A new report by AARP and The Economic Intelligence Unit shows that the 50-plus demographic … [+]
The 2018 economic activity for people in the U.S. age 50 and older, estimated at $8.3 trillion, is a driving force in the U.S. economy according to a new AARP report released today. Representing 40 percent of the U.S. economy’s GDP, contributions from the 50-plus cohort are equivalent to the third-largest economy in the world.
Contributions from the U.S. 50-plus population are driving the U.S. economy.
After factoring in unpaid activities such as caring for a family member and volunteering, worth another $745 billion, the overall contribution of the 50-plus population increases to more than $9 trillion–dispelling the myth that older people are a drain to the economy. In 2050 when Gen Zs begin joining the 50-plus cohort, annual projected contributions will have increased 240 percent to $28.2 trillion.
“The Longevity Economy® Outlook: How people age 50 and older are fueling economic growth, stimulating jobs and creating opportunities for all” is the result of a partnership between AARP and The Economist Intelligence Unit. The report is a compelling call to action for business leaders, legislators and anyone who wants to better understand and serve this growing demographic.

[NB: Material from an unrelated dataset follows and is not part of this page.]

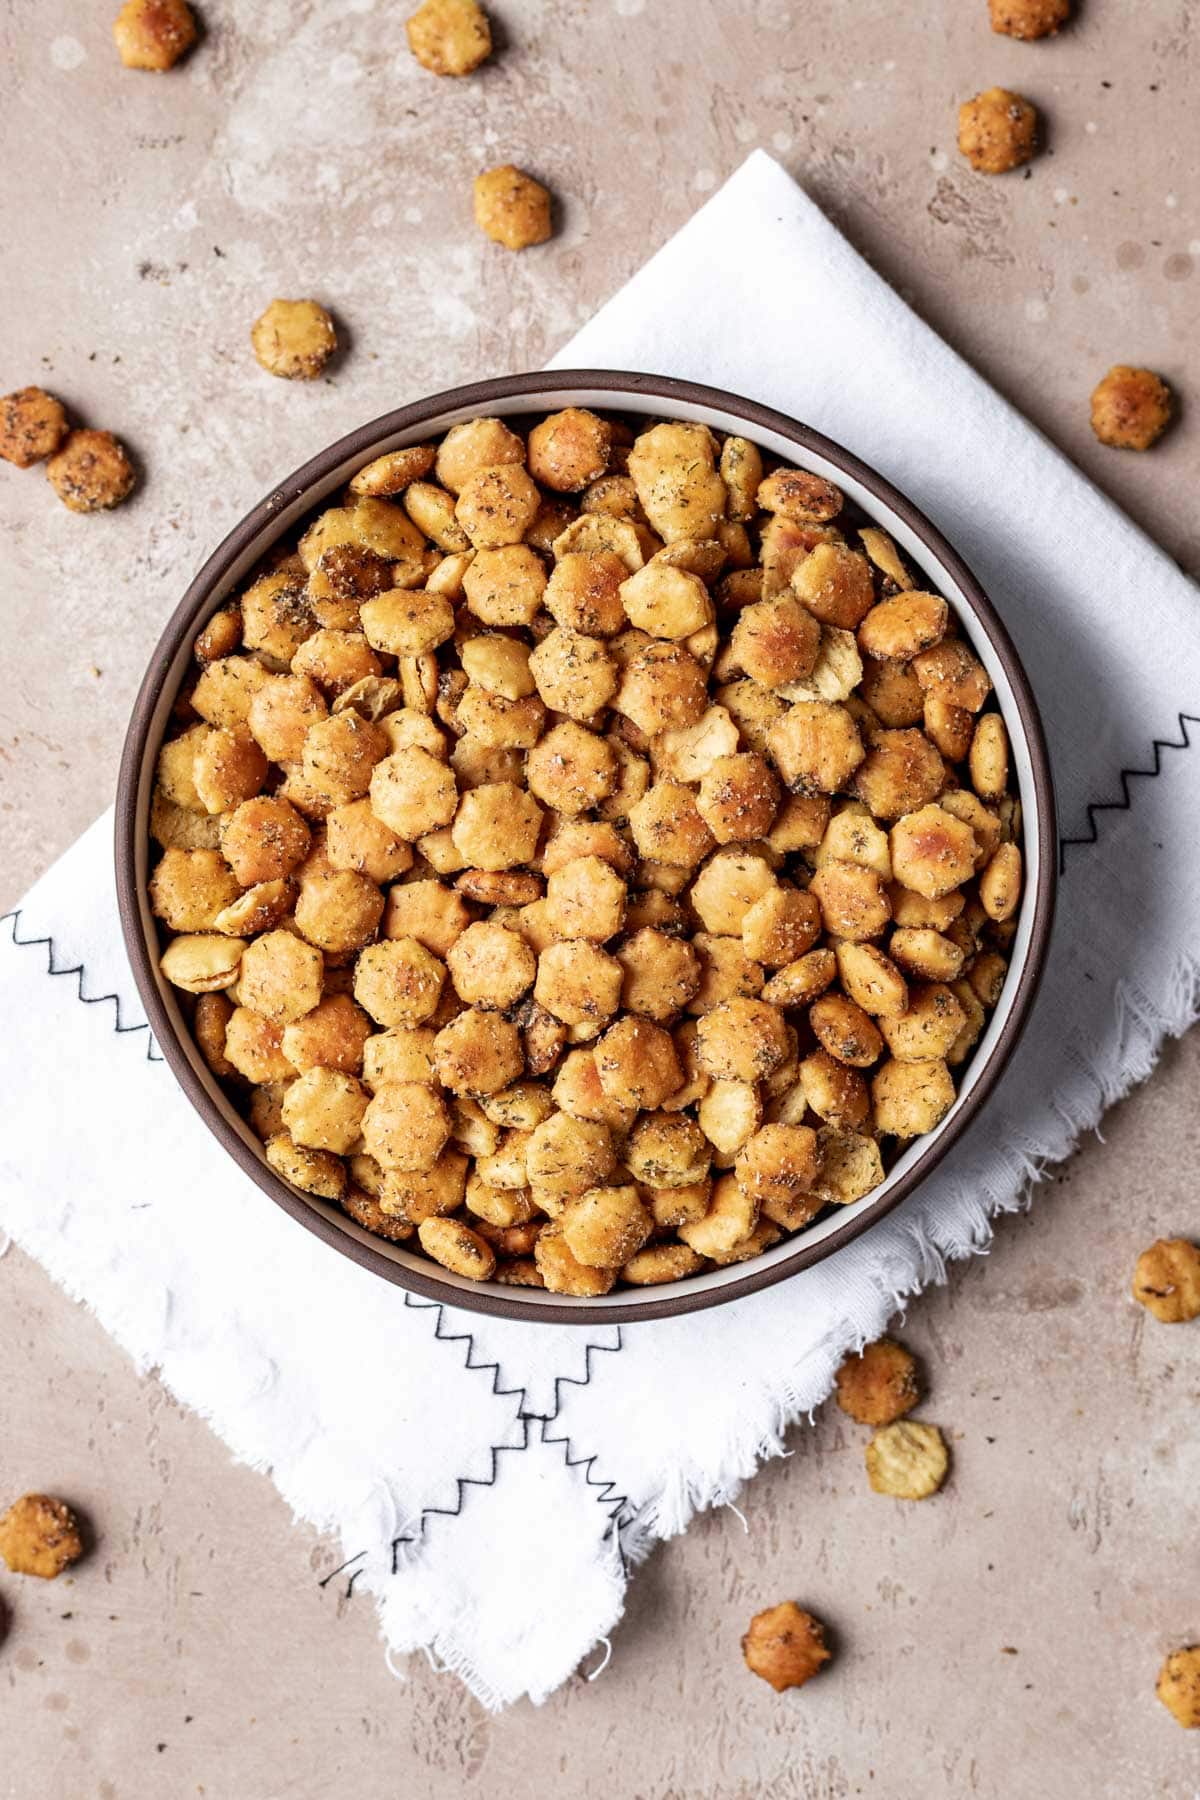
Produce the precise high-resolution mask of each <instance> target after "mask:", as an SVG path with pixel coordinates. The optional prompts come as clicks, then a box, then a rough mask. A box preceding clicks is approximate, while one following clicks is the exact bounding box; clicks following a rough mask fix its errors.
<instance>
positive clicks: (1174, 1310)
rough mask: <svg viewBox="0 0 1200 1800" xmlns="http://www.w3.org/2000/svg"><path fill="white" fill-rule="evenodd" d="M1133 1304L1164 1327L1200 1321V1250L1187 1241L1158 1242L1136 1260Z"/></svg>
mask: <svg viewBox="0 0 1200 1800" xmlns="http://www.w3.org/2000/svg"><path fill="white" fill-rule="evenodd" d="M1133 1300H1137V1301H1139V1303H1141V1305H1142V1307H1146V1310H1148V1312H1153V1316H1155V1318H1157V1319H1159V1321H1160V1323H1162V1325H1184V1323H1187V1321H1189V1319H1195V1318H1200V1249H1196V1246H1195V1244H1189V1242H1187V1238H1159V1240H1157V1242H1155V1244H1151V1246H1150V1247H1148V1249H1144V1251H1142V1253H1141V1256H1139V1258H1137V1267H1135V1271H1133Z"/></svg>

“If we look at today’s 50-plus demographic, tomorrow’s 50-plus and the 50-plus of the future, we are talking about a massive increase,” says Dr. Debra Whitman, AARP executive vice president and chief public policy officer.
Dr. Debra Whitman, executive vice president and chief public policy officer, AARP.

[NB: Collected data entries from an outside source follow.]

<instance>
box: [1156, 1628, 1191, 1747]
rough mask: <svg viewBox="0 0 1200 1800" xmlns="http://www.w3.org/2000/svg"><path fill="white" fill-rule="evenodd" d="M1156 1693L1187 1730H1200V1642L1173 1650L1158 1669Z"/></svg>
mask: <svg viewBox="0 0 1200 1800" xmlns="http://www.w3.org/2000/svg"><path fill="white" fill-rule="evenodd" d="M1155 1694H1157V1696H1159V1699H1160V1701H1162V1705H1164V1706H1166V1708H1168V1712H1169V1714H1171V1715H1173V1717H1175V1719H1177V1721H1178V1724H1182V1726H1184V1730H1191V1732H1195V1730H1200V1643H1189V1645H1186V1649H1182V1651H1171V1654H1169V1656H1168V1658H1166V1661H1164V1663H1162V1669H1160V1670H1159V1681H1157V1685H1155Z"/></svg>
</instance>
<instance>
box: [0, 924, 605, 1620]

“What’s important about this report is that we’ve moved beyond GDP to capture other ways the 50-plus cohort is driving the economy. Volunteering and caregiving, for example, are nontraditional parts of GDP and impact all generations.”
The Longevity Economy report uses a forecasting model from Regional Economic Models, Inc (REMI), and data include spending, workforce and tax contributions as well as the estimated economic value of unpaid activities. The result offers a more holistic representation of economic impact.

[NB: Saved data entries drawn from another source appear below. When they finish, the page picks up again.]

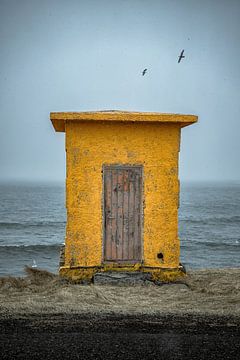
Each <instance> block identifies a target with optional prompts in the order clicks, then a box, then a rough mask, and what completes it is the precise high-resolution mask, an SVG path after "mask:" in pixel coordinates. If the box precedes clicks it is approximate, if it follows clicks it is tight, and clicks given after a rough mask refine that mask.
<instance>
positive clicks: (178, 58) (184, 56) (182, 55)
mask: <svg viewBox="0 0 240 360" xmlns="http://www.w3.org/2000/svg"><path fill="white" fill-rule="evenodd" d="M183 53H184V50H182V51H181V54H180V55H179V57H178V64H179V63H180V61H181V60H182V59H183V58H185V56H184V55H183Z"/></svg>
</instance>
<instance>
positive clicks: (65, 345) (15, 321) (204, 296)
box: [0, 268, 240, 359]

Business Leaders’ Call to Action
Looking across 16 industries, the report demonstrates the impact of the 50-plus population on the economy. In 2018 it represented almost two-thirds of all spending on financial services and insurance, 63 percent of total health services spending and contributed nearly $1 trillion in taxes.
Another data-dispelled myth is that older adults are not embracing technology. The AARP report shows that in 2018 the 50-plus population outspent under-50s on tech-related products and services–$140 billion to $136 billion. Yet, less than five percent of marketing and media images showed an older person using technology.
What business leaders across industries should ask themselves:
- “How can I better serve this demographic?”
- “Are my products and services targeting their needs?”
- “Do my marketing efforts include people who look like them?”
- “Does my workplace represent this demographic?”
“We find that marketplaces are not looking at older consumers or providing the products and services they need,” says Dr. Whitman. “This is too big to miss, and if businesses are not paying attention, they won’t be successful in the future economy.”
The AARP founding mission is to empower people to choose how they live as they age–that means they need choices. Using data to dispel societal myths and educate the public on the total economic impact being made by the 50-plus demographic is a start.
“What we hope to achieve with this report is to make sure the 50-plus have an economy that works with them and for them. Employers, manufacturers and the marketplace need to understand this isn’t about the baby boomers retiring–it represents a growth industry that is here to stay.”